今回巡ってきたのは、長岡京市(現代の地名なんですよ、これ!)にある粟野光明寺。それから京都の東山にある知恩院。白河にある永観堂(禅林寺)。黒谷にある真如堂と金戒光明寺。
このつながりはなんなのか?
答えは、法然さんですね。
それと、もう一人。鎌倉時代の有名な武士。
その人は、粟野光明寺と金戒光明寺の開基でもあります。
なぜ、そんなことを調べているかはいつかお話できることもあるでしょう。それまでは、聞かないでおいてやってください。
しかし、永観堂と真如堂にはもうひとつ共通点がある。
それぞれ有名な阿弥陀如来像があることです。
残念ながら真如堂は旧財閥の三井家の菩提寺だそうで、ここの阿弥陀如来像は特別な日でないと開帳しないそうです。
永観堂の阿弥陀如来は有名な「みかえり阿弥陀」。
ほんとに阿弥陀如来像が後ろを振り返っていました。
お寺でも工夫していて、本陣の脇にいって「阿弥陀如来」の御顔を拝顔できるようにしてあります。
ここの阿弥陀如来には伝説があります。
この寺は空海の高弟真紹(787−873)が創建したお寺ですが、有名になったのは
永観(ようかん)という人が現れてからですね。
永観(1033〜1111)は、ちょうと法然さんが生まれる100年前に誕生して、亡くなった年齢もほぼ同じ。法然さんは1133年生まれで、1212年の正月4日に亡くなっていますから。

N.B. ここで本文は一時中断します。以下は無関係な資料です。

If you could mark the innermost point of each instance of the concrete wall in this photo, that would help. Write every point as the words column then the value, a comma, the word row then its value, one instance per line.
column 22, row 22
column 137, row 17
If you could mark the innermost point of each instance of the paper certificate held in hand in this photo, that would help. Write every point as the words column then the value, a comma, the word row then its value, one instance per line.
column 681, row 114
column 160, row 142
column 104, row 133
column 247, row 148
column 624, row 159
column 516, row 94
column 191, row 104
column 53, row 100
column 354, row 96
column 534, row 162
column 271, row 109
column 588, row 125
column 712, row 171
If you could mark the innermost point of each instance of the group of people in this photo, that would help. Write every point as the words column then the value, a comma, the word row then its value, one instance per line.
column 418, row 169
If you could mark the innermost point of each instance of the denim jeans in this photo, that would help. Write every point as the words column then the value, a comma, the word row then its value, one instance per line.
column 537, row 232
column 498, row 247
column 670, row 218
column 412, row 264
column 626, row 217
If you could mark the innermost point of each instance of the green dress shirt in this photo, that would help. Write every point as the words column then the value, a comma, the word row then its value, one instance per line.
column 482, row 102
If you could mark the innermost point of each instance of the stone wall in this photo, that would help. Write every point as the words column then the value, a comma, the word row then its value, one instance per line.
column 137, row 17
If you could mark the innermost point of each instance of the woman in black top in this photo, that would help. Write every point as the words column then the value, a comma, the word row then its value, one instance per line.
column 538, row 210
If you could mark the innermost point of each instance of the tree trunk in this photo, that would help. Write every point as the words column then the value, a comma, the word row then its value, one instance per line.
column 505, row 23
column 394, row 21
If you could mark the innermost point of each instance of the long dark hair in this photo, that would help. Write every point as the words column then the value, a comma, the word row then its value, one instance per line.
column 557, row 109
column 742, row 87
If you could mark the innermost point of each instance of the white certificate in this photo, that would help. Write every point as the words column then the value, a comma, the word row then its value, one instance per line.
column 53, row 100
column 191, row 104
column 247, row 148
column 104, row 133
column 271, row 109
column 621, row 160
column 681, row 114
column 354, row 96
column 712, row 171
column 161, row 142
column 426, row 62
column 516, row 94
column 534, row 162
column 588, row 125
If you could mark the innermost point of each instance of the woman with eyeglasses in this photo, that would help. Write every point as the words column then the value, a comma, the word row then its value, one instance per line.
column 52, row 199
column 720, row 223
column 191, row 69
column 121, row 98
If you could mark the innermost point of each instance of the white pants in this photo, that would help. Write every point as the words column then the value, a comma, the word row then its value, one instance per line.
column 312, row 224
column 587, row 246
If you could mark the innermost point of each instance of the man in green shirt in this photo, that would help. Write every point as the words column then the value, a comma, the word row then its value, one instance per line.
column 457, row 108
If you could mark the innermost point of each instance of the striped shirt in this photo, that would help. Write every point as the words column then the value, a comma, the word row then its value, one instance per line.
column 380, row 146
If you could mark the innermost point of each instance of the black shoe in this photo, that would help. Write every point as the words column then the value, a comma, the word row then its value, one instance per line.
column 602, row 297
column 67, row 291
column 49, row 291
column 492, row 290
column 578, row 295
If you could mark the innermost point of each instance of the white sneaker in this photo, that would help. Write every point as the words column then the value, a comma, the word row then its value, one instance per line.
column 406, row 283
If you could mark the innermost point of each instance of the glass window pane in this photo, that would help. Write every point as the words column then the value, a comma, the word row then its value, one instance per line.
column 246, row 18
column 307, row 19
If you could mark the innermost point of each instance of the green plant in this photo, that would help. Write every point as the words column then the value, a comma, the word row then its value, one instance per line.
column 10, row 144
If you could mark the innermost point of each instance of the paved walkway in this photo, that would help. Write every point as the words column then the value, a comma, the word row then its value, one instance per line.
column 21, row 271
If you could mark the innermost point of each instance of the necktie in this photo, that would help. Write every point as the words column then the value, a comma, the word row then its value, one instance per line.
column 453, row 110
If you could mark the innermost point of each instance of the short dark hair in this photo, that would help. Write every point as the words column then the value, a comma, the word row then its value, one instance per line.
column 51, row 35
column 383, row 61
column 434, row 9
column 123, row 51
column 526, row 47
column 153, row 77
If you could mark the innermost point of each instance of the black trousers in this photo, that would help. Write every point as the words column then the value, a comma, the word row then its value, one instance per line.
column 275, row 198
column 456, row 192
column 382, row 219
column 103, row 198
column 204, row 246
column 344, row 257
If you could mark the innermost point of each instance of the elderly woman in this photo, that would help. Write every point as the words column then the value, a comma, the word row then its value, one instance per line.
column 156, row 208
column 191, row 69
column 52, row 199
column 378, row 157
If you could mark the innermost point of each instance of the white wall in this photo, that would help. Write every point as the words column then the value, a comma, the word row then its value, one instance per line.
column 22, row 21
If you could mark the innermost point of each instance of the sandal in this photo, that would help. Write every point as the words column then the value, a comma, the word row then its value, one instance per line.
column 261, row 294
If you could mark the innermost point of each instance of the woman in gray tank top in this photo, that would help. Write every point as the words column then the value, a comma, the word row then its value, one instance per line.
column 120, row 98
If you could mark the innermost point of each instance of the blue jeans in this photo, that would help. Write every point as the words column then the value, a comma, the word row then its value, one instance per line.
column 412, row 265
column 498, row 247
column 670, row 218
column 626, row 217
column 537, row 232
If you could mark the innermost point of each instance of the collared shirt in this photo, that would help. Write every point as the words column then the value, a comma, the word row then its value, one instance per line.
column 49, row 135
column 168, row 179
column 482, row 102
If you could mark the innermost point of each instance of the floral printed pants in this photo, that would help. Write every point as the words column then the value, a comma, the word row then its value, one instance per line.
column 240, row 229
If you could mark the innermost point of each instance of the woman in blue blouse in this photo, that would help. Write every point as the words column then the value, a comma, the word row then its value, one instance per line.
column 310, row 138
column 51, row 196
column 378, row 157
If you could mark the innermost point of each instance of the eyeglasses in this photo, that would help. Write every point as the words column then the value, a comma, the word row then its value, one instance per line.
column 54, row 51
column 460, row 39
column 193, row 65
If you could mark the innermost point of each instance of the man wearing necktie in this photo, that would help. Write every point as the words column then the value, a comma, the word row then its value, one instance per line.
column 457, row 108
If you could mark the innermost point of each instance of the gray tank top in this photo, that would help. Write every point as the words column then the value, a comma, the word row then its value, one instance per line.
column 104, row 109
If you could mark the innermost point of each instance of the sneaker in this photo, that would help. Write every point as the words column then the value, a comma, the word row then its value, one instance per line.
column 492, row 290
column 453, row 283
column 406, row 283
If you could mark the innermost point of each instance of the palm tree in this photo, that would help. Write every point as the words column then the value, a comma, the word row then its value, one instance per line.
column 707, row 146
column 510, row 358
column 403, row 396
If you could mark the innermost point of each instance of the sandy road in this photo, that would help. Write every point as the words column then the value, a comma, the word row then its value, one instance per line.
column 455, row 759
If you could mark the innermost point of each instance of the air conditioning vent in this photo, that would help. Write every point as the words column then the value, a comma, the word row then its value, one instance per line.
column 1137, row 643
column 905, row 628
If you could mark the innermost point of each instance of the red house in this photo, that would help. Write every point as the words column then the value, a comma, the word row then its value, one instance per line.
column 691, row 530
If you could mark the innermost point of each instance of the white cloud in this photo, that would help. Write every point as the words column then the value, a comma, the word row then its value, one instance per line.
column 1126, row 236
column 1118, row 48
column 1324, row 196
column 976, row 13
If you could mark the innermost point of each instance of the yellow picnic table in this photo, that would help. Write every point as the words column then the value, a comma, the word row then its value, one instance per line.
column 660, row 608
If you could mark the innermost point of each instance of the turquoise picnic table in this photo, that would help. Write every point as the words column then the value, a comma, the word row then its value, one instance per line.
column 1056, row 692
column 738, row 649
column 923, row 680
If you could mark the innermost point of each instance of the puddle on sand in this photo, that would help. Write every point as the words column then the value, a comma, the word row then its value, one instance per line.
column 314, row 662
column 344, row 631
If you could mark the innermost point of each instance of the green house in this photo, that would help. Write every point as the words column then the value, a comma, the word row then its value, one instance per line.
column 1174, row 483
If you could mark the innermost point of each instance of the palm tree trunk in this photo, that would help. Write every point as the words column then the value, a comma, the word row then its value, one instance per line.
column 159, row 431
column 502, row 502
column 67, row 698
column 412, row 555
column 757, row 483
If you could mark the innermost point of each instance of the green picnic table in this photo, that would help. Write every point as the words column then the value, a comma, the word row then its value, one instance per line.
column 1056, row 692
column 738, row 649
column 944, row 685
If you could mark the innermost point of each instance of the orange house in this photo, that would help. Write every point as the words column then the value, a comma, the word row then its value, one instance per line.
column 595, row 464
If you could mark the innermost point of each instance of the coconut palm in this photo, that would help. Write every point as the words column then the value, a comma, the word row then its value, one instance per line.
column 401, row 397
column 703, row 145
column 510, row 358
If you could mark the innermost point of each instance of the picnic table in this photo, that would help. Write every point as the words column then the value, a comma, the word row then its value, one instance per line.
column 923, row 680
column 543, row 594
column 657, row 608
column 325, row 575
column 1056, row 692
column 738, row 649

この人はその時代から念仏を広めようとしていました。いってみれば、法然さんの先駆者といえないこともない。
この人は施療院を作ったり、梅林を作って梅を薬として貧しい病人を癒した社会事業家でもあります。この当時、病人は菰(コモ=藁で織ったむしろ)にくるんで、路傍に捨てられるのが決まりだったのです。
まあ富家の家族はそんなことはありませんが、そこの召使たちや、貧しい家の家族はそういうことになっていました。「ケガレ」を忌む古代思想には、こんな恐ろしい側面もあります。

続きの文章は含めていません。